The exciting thing was not what these automata did. It was the moment they started to do it – the sudden stirring of the silent and still and fixed and rigid into arthritic, juddering life. A few movements but no more. Mum and dad could nod their heads, but only nod them so far. They were trapped inside the smallest of moments. No wonder really that I have not thought of this family in years. But now Déraciné is here, and I thought about them constantly while playing.

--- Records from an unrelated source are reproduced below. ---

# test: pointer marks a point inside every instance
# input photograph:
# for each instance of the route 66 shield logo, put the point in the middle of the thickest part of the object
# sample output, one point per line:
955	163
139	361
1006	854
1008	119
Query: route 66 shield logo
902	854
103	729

Déraciné is filled with dioramas that come to life, only to perform the tiniest of actions: a bow, the opening of eyes, the lifting of a cap to reveal a bright key underneath. Pull on the PSVR helmet and find yourself two Move controllers, one for each hand. Enter the silent grounds of this old school where a handful of Victorian children live under the blank gaze of a master. This world is very physical, because, once you’re wearing the headset, the place looms around you: ornithology prints, rucks in the carpet, stacks of books and dusty windows. Often, when wandering about, hopping, so as to avoid motion sickness, from one glowing spot to the next, and using face buttons to change directions, you will come upon one of the children, or a golden ghost of them suggesting a past moment, not long since elapsed. They will be very still, fixed and rigid, and then you will investigate and find the little glowing orb that triggers a memory. Maybe they will move a little: a lean, a gasp. They will speak a few words and, from one instance to the next, a story will emerge. Over the course of the four or five hours it takes to play through Déraciné, you will come to know all these children, their quirks, their individual fears and strengths. You will help to prod them through a narrative that’s filled with unusual turns and surprising boundaries between what is possible and impossible, what is in and out of the fictional ruleset. But these children remain automata in the most atmospheric way: unconvincing 3D models, weird hair and teeth, dead eyes, something wrong in the weightless posing of the limbs. Déraciné did not cost too much money to make, perhaps. Perhaps that’s it. But it has also minted a lovely kind of creepiness from its staginess and what I initially perceived as its shortcomings.